Duterte’s drug war, which Human Rights Watch research has shown to be a police-led extrajudicial execution campaign, has resulted in the deaths of more than 7,000 people since he took office in June 2016. Duterte has glorified those deaths as proof of the “success” of anti-drug measures that have disproportionately targeted urban slum dwellers. Human Rights Watch has shown government claims that the deaths of suspected drug users and dealers were lawful are false. Interviews with witnesses and victims’ relatives and analysis of police records show a pattern of unlawful police conduct designed to paint a veneer of legality over extrajudicial executions.

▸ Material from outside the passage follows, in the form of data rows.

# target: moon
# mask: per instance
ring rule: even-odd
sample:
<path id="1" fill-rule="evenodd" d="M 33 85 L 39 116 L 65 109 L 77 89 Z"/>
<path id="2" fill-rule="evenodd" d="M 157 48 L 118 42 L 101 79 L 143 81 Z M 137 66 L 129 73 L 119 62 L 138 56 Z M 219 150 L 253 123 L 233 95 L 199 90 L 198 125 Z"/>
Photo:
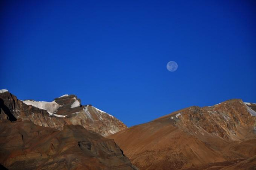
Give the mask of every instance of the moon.
<path id="1" fill-rule="evenodd" d="M 167 63 L 166 68 L 169 71 L 173 72 L 177 70 L 178 69 L 178 64 L 175 61 L 171 61 Z"/>

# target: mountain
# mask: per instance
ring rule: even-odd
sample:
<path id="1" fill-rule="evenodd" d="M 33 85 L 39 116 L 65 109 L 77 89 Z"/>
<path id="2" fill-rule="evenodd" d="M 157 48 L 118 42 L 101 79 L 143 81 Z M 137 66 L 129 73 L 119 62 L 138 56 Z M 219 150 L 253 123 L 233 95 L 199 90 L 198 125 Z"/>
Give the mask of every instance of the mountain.
<path id="1" fill-rule="evenodd" d="M 82 105 L 73 95 L 65 94 L 50 102 L 22 101 L 7 90 L 0 90 L 0 122 L 21 119 L 60 130 L 66 125 L 80 125 L 103 136 L 127 128 L 113 116 L 91 105 Z"/>
<path id="2" fill-rule="evenodd" d="M 113 140 L 80 125 L 66 125 L 60 131 L 20 119 L 1 122 L 0 132 L 2 168 L 137 169 Z"/>
<path id="3" fill-rule="evenodd" d="M 240 99 L 192 106 L 107 137 L 141 169 L 255 169 L 256 110 Z"/>

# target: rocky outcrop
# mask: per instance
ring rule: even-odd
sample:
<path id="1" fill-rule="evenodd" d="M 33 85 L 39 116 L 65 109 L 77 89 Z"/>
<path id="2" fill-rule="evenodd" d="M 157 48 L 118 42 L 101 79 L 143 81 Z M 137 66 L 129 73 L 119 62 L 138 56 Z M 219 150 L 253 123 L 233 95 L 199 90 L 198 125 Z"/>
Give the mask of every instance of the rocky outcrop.
<path id="1" fill-rule="evenodd" d="M 256 105 L 250 103 L 234 99 L 212 106 L 190 107 L 107 137 L 114 139 L 142 169 L 244 165 L 246 160 L 255 162 L 250 158 L 256 155 Z"/>
<path id="2" fill-rule="evenodd" d="M 91 105 L 82 105 L 75 95 L 66 95 L 51 102 L 21 101 L 8 91 L 0 93 L 0 122 L 29 120 L 59 130 L 67 125 L 80 125 L 103 136 L 126 128 L 114 116 Z"/>
<path id="3" fill-rule="evenodd" d="M 80 125 L 59 131 L 18 120 L 1 122 L 0 131 L 0 164 L 8 169 L 137 169 L 113 140 Z"/>

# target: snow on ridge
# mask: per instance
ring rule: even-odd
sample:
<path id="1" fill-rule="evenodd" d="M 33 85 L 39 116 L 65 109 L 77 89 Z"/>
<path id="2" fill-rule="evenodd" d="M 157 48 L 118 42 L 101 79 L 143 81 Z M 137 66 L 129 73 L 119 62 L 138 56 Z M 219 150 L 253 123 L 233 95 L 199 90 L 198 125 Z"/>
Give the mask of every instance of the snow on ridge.
<path id="1" fill-rule="evenodd" d="M 4 93 L 5 92 L 9 92 L 8 90 L 6 90 L 6 89 L 1 89 L 0 90 L 0 93 Z"/>
<path id="2" fill-rule="evenodd" d="M 69 95 L 67 94 L 64 94 L 64 95 L 62 95 L 61 96 L 60 96 L 58 98 L 60 98 L 61 97 L 66 97 L 66 96 L 68 96 Z"/>
<path id="3" fill-rule="evenodd" d="M 246 109 L 248 112 L 253 116 L 256 116 L 256 111 L 252 109 L 250 107 L 246 105 Z"/>
<path id="4" fill-rule="evenodd" d="M 56 114 L 54 114 L 54 113 L 52 113 L 50 112 L 49 112 L 49 111 L 48 111 L 48 113 L 49 114 L 49 115 L 50 116 L 56 116 L 56 117 L 65 117 L 67 115 L 57 115 Z"/>
<path id="5" fill-rule="evenodd" d="M 61 106 L 54 100 L 50 102 L 34 100 L 24 100 L 23 102 L 27 105 L 30 105 L 46 110 L 50 116 L 52 116 L 59 117 L 65 117 L 67 116 L 66 115 L 60 115 L 52 113 L 54 113 Z"/>
<path id="6" fill-rule="evenodd" d="M 84 108 L 84 111 L 85 113 L 85 114 L 88 116 L 89 118 L 90 118 L 91 120 L 92 120 L 93 121 L 93 119 L 92 119 L 92 118 L 91 117 L 91 113 L 89 112 L 89 111 L 88 110 L 88 106 L 86 106 Z"/>
<path id="7" fill-rule="evenodd" d="M 104 113 L 107 114 L 108 115 L 110 116 L 111 117 L 114 117 L 114 116 L 113 116 L 113 115 L 111 115 L 110 114 L 109 114 L 107 113 L 107 112 L 106 112 L 106 111 L 102 111 L 102 110 L 101 110 L 99 109 L 98 109 L 97 108 L 95 108 L 95 107 L 94 107 L 94 106 L 92 106 L 92 107 L 93 107 L 94 109 L 95 109 L 95 110 L 97 110 L 97 111 L 100 111 L 100 112 L 102 112 L 102 113 Z"/>
<path id="8" fill-rule="evenodd" d="M 75 108 L 80 106 L 80 102 L 78 100 L 76 100 L 71 105 L 71 108 Z"/>
<path id="9" fill-rule="evenodd" d="M 50 102 L 34 100 L 24 100 L 23 102 L 27 105 L 31 105 L 41 109 L 45 110 L 50 113 L 54 113 L 60 106 L 54 100 Z"/>
<path id="10" fill-rule="evenodd" d="M 180 113 L 178 113 L 178 114 L 177 114 L 177 115 L 175 115 L 175 117 L 176 117 L 176 118 L 178 119 L 178 116 L 182 116 L 182 116 L 181 116 L 181 114 Z"/>

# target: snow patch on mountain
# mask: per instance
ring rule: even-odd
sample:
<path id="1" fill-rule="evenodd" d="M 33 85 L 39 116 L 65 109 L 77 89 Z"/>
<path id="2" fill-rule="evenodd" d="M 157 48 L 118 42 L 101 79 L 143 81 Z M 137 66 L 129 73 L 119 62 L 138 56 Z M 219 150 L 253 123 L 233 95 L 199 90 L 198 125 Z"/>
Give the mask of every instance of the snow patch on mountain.
<path id="1" fill-rule="evenodd" d="M 6 89 L 1 89 L 0 90 L 0 93 L 7 92 L 9 92 L 9 91 L 8 90 L 6 90 Z"/>
<path id="2" fill-rule="evenodd" d="M 180 113 L 179 113 L 175 115 L 176 118 L 178 119 L 179 116 L 181 116 L 181 114 Z"/>
<path id="3" fill-rule="evenodd" d="M 75 108 L 80 106 L 80 102 L 78 100 L 75 100 L 71 105 L 71 108 Z"/>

More positively, Duterte expressed strong support for the enforcement of the country’s Reproductive Health Law and for women to be able to obtain family planning hormonal implants, the sale and distribution of which are currently under a Supreme Court restraining order. He also urged the full implementation of the Magna Carta of Women, a comprehensive women’s rights law, and made a commitment to increase assistance for overseas migrant workers. With respect to the environment, he promised to strictly check the operations of mining companies.
With President Duterte, it seems calls to enforce the law can share the same speech with exhortations to run roughshod over it.